Suddenly that whole program sounds completely insane, doesn’t it? Suddenly this isn’t a trade-off at all. Clearly people with anything to hide, such as terrorists, drug smugglers, etc., would immediately switch to using the invulnerable luggage, and the rest of the TSA Lock mandate would become a gratuitous invasion of personal privacy.
Suddenly the program’s chief impact would be the imposition of significant and unnecessary risks, such as leaked master keys, rogue TSA agents, and misuse by tyrannical governments, on the entire flying public who don’t go to the inconvenience of using invulnerable luggage. Suddenly the program brings no benefit whatsoever. Suddenly it is a poster child for malevolent government overreach, negligence, and authoritarianism.
Well, “TSA Locks Except For People Willing To Take An Extra Half Hour To Pack” is, I am appalled to report, a perfect and exact metaphor for what the Five Eyes want to do with end-to-end encryption. They want a ‘golden key‘ back door — aka a TSA Lock — for all messages sent over messaging systems like WhatsApp, Facebook Messenger, iMessage, etc., despite the inescapable fact that unbreakable encryption — aka invulnerable luggage — has long been widely available, open-source, and free to all.

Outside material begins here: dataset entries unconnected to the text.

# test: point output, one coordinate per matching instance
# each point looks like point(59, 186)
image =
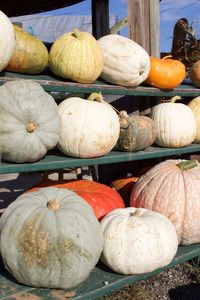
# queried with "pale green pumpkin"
point(50, 238)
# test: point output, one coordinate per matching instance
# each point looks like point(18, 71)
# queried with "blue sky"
point(170, 12)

Even if you wanted to put that genie back in the bottle (and you really shouldn’t, as it has granted us many wishes which protect us all) it is far too late now. Even if you wanted to prevent messages with strong encryption from being transferred (which you really really shouldn’t) you couldn’t; there are too many ways to disguise them as other messages, e.g. encode them in images. Invulnerable luggage is a fact of life, and has been for decades.

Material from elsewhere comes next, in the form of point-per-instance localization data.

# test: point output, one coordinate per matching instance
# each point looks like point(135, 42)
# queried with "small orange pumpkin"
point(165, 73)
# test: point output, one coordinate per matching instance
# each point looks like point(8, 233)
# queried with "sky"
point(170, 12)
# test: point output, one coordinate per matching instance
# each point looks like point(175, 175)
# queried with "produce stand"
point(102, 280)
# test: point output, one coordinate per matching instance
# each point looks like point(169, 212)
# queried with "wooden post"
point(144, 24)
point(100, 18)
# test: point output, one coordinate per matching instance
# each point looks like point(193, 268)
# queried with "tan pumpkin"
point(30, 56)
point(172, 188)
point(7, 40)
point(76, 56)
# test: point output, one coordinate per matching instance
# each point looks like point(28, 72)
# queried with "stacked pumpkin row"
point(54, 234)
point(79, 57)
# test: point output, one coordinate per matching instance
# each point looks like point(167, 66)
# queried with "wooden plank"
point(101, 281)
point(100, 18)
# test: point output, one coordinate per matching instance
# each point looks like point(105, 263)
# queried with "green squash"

And yet governments keep trying to legislate it out of existence, with legislation that will only harm people who use the metaphorical TSA locks, courtesy of leaked keys, rogue government workers, and authoritarian governments everywhere. The latest attempt is the EARN IT act, introduced Thursday by a bipartisan coalition. Here is a summary of its most grievous flaws, by Riana Pfefferkorn, he Associate Director of Surveillance and Cybersecurity at the Stanford Center for Internet and Society, who previously described the bill as “how to ban end-to-end encryption without actually banning it.”
The cited intent of the bill is to fight “child sexual abuse material,” or CSAM. Which of course is a most laudable goal, which we all desire. Just like the goal of preventing terrorist attacks on airplanes. But as with the TSA Locks metaphor, this will simply drive awful people to use their own encryption — their own invulnerable luggage — while giving authoritarian governments, people with leaked keys, and rogue agents access to potentially trillions of previously secure private messages worldwide. It is a catastrophically dumb idea crafted by people who don’t understand what they’re doing. Let’s hope, just as with the pandemic, there’s still time enough to convince them of the reality.